The last 16 months forced me to grow up in a specific way, again, after I already had. I wasn’t becoming softer, I was becoming clearer. More embodied, more intolerant of bullshit, and more alone at times because of that clarity.

Not romantic. Not empowering in an Instagram way. But real.

And the thing that stands out most to me is this: I didn’t turn that clarity into bitterness. I let it sharpen my choices instead.
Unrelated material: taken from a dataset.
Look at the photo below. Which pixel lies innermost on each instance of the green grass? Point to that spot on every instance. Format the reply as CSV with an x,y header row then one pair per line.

But it's important to also name what  feels unresolved or still raw:

What’s unresolved isn’t grief for my father:
It’s the lack of repair. He didn’t suddenly become kind in death. There was no final recognition, no accountability, no moment where I was seen or protected. So what lingers is not “missing him”, it’s carrying the weight of having had a father who didn’t do the job. That kind of loss doesn’t end, it just goes quiet sometimes. And it can still bite when you don’t expect it to.

There’s anger that didn’t get a clean outlet.
Not explosive rage, but a deep, contained anger that had to be managed rather than expressed. Because at some point I learnt that anger wasn’t safe, welcome, or useful. So it turned inward as tension, hyper-competence, control, endurance. That anger is still there, and it wants acknowledgement rather than release.

My body is holding more than my mind admits.
Endometriosis, reproductive decisions, herniated lower back dics, hormonal shifts. This isn’t symbolic, it’s literal.
My nervous system has been living in “survival mode”. Even when I understand everything intellectually, my body is still tired, wary, and sometimes ahead of me in saying “no” before I've allowed myself to (if i do allow myself to).

There’s grief for a version of myself that didn’t get to exist.
A hypothetical me, with a different father, a safer emotional landscape, maybe an easier relationship to my own body or to choice. This kind of grief is subtle and often dismissed, but it’s real. It’s about lost potential, not lost memory.

And there’s loneliness that comes from clarity.
I've outgrown certain dynamics. I don’t confuse intensity with intimacy anymore. I don’t stretch myself to be as palatable as I used to be.
That makes life quieter. More honest, but quieter. And some days that quiet feels like peace, other days it feels like absence.

If there’s a thread running through all of this, it’s this:

I'm  no longer asking “why did this happen to me?”
I'm asking “what part of me had to adapt, and what is it costing me now?”

That question doesn’t demand answers right away. Sometimes naming it is the work.
Sometimes it just takes (a lot) of time.